Announcing the 2012 Peter Lyman Fellow

07 Mar, 2012

Announcing the 2012 Peter Lyman Fellow

The Peter Lyman Graduate Fellowship in New Media, established in the memory of esteemed UC Berkeley Professor Peter Lyman, provides a summer stipend to a UC Berkeley PhD candidate to support the writing of his or her PhD dissertation on a topic related to New Media. Established with gifts from friends, faculty, Prof. Barrie Thorne, and Sage Publications.

BCNM is delighted to announce that this year’s Peter Lyman Fellow is Katherine Chandler, Ph.D. Candidate in Rhetoric, D.E. in New Media

Research Abstract: "Unmanned Aerial Systems: The United States’ Techno-Political Entanglements in the Post-Cold War"

Unmanned aerial systems (UAS) transmit live-video and sensor data from unmanned aircraft to pilot and sensor operators who can be thousands of miles away from the vehicle and carry out attack missions by remote control. The aircraft rely on artificial intelligence to respond to their environment, as well as advanced communication and imaging systems to link them to human controllers. UAS are deployed by the United States Armed Forces and Central Intelligence Agency for surveillance, reconnaissance, targeted air-strikes, and force protection. At the outset of 2012, the Department of Defense announced thirty-one percent of all aerial systems were unmanned, five times more than in 2005. This change underscored UAS’ increasing worldwide significance; in the past 10 years, systems deployed by the United States have killed terrorist targets in Afghanistan, Yemen, Iraq, Pakistan, Libya, and Somalia, as well as civilians. Discussions in the United States of the ethical and political consequences of these attacks, however, have not been widespread.
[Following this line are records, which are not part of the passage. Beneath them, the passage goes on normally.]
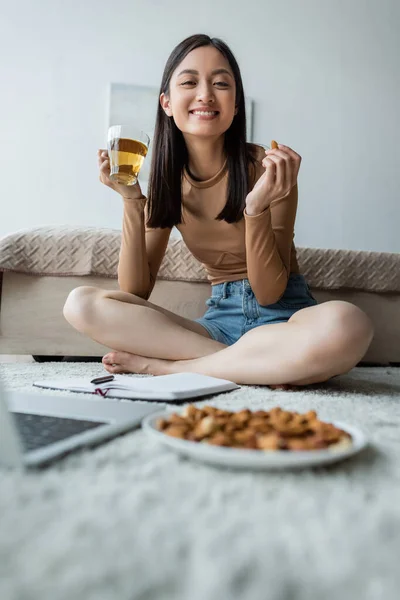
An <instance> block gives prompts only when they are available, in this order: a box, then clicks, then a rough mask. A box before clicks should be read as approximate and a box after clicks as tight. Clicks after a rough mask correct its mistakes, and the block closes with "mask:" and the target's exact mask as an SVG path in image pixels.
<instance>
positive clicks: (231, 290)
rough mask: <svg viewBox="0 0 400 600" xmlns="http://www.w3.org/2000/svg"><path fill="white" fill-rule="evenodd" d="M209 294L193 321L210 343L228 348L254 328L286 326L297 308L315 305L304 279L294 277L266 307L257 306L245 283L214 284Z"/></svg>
mask: <svg viewBox="0 0 400 600" xmlns="http://www.w3.org/2000/svg"><path fill="white" fill-rule="evenodd" d="M211 290H212V292H211V297H210V298H209V299H208V300H206V305H207V306H208V310H207V312H206V313H205V314H204V315H203V316H202V317H201V318H200V319H196V321H197V323H200V325H202V326H203V327H205V329H207V331H208V333H209V334H210V336H211V337H212V339H214V340H217V342H221V343H223V344H227V345H228V346H230V345H231V344H234V343H235V342H237V340H238V339H239V338H241V337H242V335H244V334H245V333H246V332H247V331H250V330H251V329H254V328H255V327H259V326H260V325H271V324H273V323H286V322H287V321H288V320H289V319H290V317H291V316H292V315H293V314H294V313H295V312H297V311H298V310H300V309H301V308H306V307H308V306H315V305H316V304H318V302H317V301H316V299H315V298H314V296H313V295H312V294H311V291H310V288H309V286H308V283H307V281H306V280H305V278H304V276H303V275H301V274H297V273H292V274H291V275H290V277H289V280H288V284H287V286H286V290H285V292H284V294H283V296H282V298H281V299H280V300H278V302H275V303H274V304H268V305H267V306H261V304H259V303H258V302H257V300H256V297H255V296H254V293H253V290H252V289H251V286H250V283H249V280H248V279H239V280H238V281H226V282H224V283H218V284H216V285H213V286H211Z"/></svg>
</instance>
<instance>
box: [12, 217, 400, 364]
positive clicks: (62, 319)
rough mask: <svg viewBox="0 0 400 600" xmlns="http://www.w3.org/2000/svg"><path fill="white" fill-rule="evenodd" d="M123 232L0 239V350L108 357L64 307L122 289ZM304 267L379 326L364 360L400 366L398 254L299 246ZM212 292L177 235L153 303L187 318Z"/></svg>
mask: <svg viewBox="0 0 400 600" xmlns="http://www.w3.org/2000/svg"><path fill="white" fill-rule="evenodd" d="M120 236H121V232H120V231H118V230H113V229H101V228H74V227H39V228H36V229H28V230H22V231H18V232H16V233H13V234H10V235H7V236H5V237H4V238H2V239H1V240H0V293H1V304H0V354H32V355H36V356H38V355H39V356H81V357H84V356H98V357H100V356H102V355H103V354H104V353H105V352H107V351H108V350H109V349H108V348H106V347H105V346H101V345H100V344H98V343H96V342H93V341H92V340H90V339H88V338H86V337H85V336H83V335H81V334H79V333H78V332H76V331H75V330H74V329H73V328H72V327H71V326H70V325H69V324H68V323H67V322H66V321H65V319H64V317H63V314H62V307H63V305H64V302H65V299H66V297H67V295H68V293H69V292H70V290H72V289H73V288H75V287H77V286H80V285H93V286H98V287H101V288H108V289H118V282H117V278H116V277H117V265H118V256H119V246H120V239H121V238H120ZM297 252H298V260H299V266H300V270H301V272H302V273H303V274H304V275H305V277H306V279H307V281H308V283H309V285H310V287H311V290H312V293H313V294H314V296H315V297H316V299H317V300H318V301H319V302H326V301H328V300H336V299H340V300H347V301H349V302H352V303H354V304H356V305H357V306H359V307H360V308H362V309H363V310H364V311H365V312H366V313H367V314H368V315H369V316H370V317H371V318H372V320H373V322H374V324H375V330H376V333H375V337H374V340H373V342H372V344H371V346H370V348H369V350H368V352H367V354H366V356H365V357H364V359H363V363H369V364H376V363H377V364H391V363H400V255H399V254H388V253H378V252H364V251H349V250H326V249H316V248H297ZM209 293H210V284H209V283H208V281H207V278H206V274H205V271H204V269H203V267H202V265H201V264H200V263H199V262H198V261H197V260H196V259H195V258H194V257H193V256H192V255H191V254H190V252H189V251H188V249H187V248H186V246H185V244H184V242H183V241H182V240H181V239H173V238H171V240H170V242H169V245H168V248H167V252H166V255H165V257H164V260H163V263H162V265H161V268H160V271H159V275H158V278H157V282H156V285H155V288H154V290H153V293H152V295H151V298H150V299H151V301H152V302H154V303H156V304H159V305H160V306H163V307H165V308H167V309H169V310H172V311H174V312H176V313H177V314H180V315H182V316H185V317H188V318H193V319H194V318H197V317H199V316H201V315H202V314H204V311H205V308H206V307H205V300H206V299H207V297H208V296H209Z"/></svg>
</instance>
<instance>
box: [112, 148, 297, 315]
mask: <svg viewBox="0 0 400 600" xmlns="http://www.w3.org/2000/svg"><path fill="white" fill-rule="evenodd" d="M264 157H265V152H264V149H263V148H261V147H260V146H258V147H257V164H256V170H255V176H254V182H253V185H254V184H255V183H256V181H257V180H258V179H259V177H260V176H261V175H262V174H263V173H264V172H265V169H264V167H263V166H262V164H261V161H262V159H263V158H264ZM227 181H228V171H227V165H226V163H225V164H224V165H223V167H222V168H221V170H220V171H219V172H218V173H217V174H216V175H215V176H214V177H212V178H211V179H209V180H207V181H196V180H194V179H193V178H192V177H190V175H189V174H188V172H187V171H186V170H185V171H184V175H183V177H182V215H183V221H184V222H183V223H181V224H179V225H177V229H178V230H179V231H180V232H181V234H182V237H183V240H184V242H185V243H186V245H187V247H188V248H189V250H190V251H191V252H192V254H193V256H194V257H195V258H197V259H198V260H199V261H200V262H201V263H202V264H203V265H204V267H205V270H206V272H207V276H208V279H209V280H210V282H211V284H212V285H213V284H217V283H221V282H224V281H235V280H237V279H244V278H248V279H249V282H250V285H251V288H252V290H253V292H254V294H255V296H256V299H257V301H258V303H259V304H261V305H263V306H266V305H268V304H273V303H275V302H277V301H278V300H279V298H280V297H281V296H282V295H283V293H284V291H285V289H286V285H287V281H288V277H289V274H290V273H299V267H298V263H297V257H296V249H295V245H294V242H293V239H294V224H295V219H296V211H297V196H298V194H297V185H296V186H295V187H294V188H293V189H292V191H291V192H290V194H289V195H288V196H287V197H286V198H282V199H280V200H275V201H273V202H271V205H270V206H269V207H268V208H266V209H265V210H264V211H263V212H261V213H260V214H258V215H254V216H250V215H247V214H246V211H244V213H243V218H242V219H241V220H240V221H239V222H237V223H226V221H219V220H216V216H217V215H218V214H219V213H220V212H221V210H222V209H223V207H224V206H225V203H226V193H227ZM145 221H146V198H145V197H143V198H141V199H138V200H124V211H123V224H122V241H121V250H120V257H119V265H118V282H119V286H120V289H121V290H123V291H126V292H130V293H132V294H135V295H137V296H140V297H142V298H146V299H147V298H148V297H149V296H150V293H151V291H152V289H153V287H154V284H155V280H156V276H157V272H158V270H159V268H160V265H161V261H162V259H163V257H164V254H165V250H166V248H167V245H168V239H169V236H170V233H171V229H161V228H153V229H151V228H148V227H146V224H145Z"/></svg>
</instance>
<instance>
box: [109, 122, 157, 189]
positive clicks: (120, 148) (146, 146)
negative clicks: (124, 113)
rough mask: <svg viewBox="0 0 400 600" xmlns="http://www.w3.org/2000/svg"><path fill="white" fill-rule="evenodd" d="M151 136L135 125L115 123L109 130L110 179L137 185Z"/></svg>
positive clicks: (124, 183) (125, 183)
mask: <svg viewBox="0 0 400 600" xmlns="http://www.w3.org/2000/svg"><path fill="white" fill-rule="evenodd" d="M149 143H150V138H149V136H148V135H147V134H146V133H145V132H144V131H141V130H140V129H138V128H137V127H135V126H134V125H113V126H112V127H110V128H109V130H108V140H107V148H108V156H109V159H110V179H112V180H113V181H116V182H117V183H121V184H122V185H135V183H136V182H137V179H138V175H139V171H140V168H141V166H142V164H143V161H144V159H145V156H146V154H147V151H148V149H149Z"/></svg>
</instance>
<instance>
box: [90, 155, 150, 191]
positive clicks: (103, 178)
mask: <svg viewBox="0 0 400 600" xmlns="http://www.w3.org/2000/svg"><path fill="white" fill-rule="evenodd" d="M97 157H98V162H99V170H100V176H99V179H100V181H101V183H104V185H106V186H108V187H110V188H111V189H112V190H115V191H116V192H117V193H118V194H121V196H122V197H123V198H128V199H130V200H138V199H139V198H143V194H142V190H141V189H140V185H139V182H137V183H135V185H122V184H121V183H117V182H116V181H112V179H110V160H109V158H108V152H107V150H104V149H102V148H100V149H99V150H98V151H97Z"/></svg>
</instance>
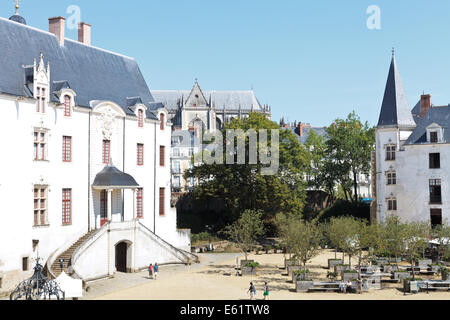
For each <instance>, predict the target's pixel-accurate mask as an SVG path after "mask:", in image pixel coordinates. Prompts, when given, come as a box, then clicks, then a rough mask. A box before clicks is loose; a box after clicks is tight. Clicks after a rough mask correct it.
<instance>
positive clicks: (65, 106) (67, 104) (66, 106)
mask: <svg viewBox="0 0 450 320" xmlns="http://www.w3.org/2000/svg"><path fill="white" fill-rule="evenodd" d="M71 101H72V100H71V98H70V96H69V95H65V96H64V116H65V117H70V116H71V115H72V102H71Z"/></svg>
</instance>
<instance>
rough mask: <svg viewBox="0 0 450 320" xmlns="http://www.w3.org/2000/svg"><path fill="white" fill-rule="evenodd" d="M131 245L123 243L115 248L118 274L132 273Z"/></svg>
mask: <svg viewBox="0 0 450 320" xmlns="http://www.w3.org/2000/svg"><path fill="white" fill-rule="evenodd" d="M130 258H131V243H129V242H127V241H121V242H119V243H118V244H116V246H115V266H116V271H117V272H123V273H129V272H131V259H130Z"/></svg>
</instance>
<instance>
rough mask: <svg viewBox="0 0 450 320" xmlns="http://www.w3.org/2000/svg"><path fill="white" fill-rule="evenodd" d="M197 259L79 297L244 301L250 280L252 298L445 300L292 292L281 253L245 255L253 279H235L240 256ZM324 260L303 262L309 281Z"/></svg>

Chandler's dissertation aims to open up possibilities for these conversations by examining the genealogy of contemporary UAS. She highlight how this seemingly new military paradigm is rooted in technological, military, industrial, and scientific developments that began in the early twentieth-century. This research draws on methodologies from science and technology studies, new media, and political theory. Concerns raised by unmanned aerial systems simultaneously call for a re-examination of how politics and technologies map onto each other in the post-Cold War era and their global consequences.
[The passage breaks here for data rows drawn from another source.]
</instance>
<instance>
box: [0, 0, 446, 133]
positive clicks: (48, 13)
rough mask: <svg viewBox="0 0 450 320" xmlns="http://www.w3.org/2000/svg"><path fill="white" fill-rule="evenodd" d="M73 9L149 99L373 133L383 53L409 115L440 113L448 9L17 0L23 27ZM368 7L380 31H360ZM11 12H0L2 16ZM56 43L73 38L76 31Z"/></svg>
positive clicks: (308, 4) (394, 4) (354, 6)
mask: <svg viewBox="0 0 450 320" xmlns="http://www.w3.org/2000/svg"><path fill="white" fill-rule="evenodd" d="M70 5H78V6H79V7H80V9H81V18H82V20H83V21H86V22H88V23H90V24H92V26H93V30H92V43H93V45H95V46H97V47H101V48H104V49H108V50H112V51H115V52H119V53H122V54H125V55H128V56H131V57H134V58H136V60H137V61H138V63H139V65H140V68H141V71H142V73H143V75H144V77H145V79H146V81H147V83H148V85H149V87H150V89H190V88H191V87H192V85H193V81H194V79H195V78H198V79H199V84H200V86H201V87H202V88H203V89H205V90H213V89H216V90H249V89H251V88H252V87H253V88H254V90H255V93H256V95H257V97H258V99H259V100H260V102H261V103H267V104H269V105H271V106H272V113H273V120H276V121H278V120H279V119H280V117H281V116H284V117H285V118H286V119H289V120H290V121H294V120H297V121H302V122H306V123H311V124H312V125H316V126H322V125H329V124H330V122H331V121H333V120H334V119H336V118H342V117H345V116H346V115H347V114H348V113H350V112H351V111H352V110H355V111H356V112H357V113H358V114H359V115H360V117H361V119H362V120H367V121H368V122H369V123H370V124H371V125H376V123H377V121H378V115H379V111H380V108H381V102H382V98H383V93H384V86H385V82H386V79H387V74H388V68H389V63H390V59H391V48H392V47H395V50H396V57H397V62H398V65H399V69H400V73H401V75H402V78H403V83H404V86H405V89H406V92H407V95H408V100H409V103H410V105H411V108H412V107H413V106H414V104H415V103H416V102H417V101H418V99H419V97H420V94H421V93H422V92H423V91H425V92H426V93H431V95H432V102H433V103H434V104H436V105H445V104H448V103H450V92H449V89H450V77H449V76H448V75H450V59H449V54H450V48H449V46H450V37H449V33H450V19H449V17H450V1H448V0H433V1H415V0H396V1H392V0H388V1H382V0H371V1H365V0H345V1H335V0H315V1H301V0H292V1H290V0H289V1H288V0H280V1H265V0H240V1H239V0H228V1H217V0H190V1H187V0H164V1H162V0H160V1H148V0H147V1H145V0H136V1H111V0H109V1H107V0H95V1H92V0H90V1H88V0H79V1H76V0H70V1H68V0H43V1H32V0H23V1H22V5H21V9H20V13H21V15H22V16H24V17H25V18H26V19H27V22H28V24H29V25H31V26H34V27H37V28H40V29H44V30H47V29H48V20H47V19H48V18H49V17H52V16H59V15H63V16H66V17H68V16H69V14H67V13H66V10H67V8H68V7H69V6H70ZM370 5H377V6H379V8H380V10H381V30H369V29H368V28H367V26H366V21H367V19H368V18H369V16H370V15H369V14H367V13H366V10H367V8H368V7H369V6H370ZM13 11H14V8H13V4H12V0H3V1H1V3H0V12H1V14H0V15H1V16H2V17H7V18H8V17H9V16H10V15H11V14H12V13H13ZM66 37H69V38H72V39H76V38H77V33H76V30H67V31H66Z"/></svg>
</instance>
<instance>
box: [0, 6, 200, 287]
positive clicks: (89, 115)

The Lyman fellowship will give Chandler the opportunity to further investigate the questions raised by her dissertation project. She will use the award to conduct archival research about UAS at the National Archives and the National Air and Space Museum in Washington D.C., Department of Defense Library in Ft. Belvoir in Virginia and Air Force Museum and Library at Wright Air Force Base in Ohio.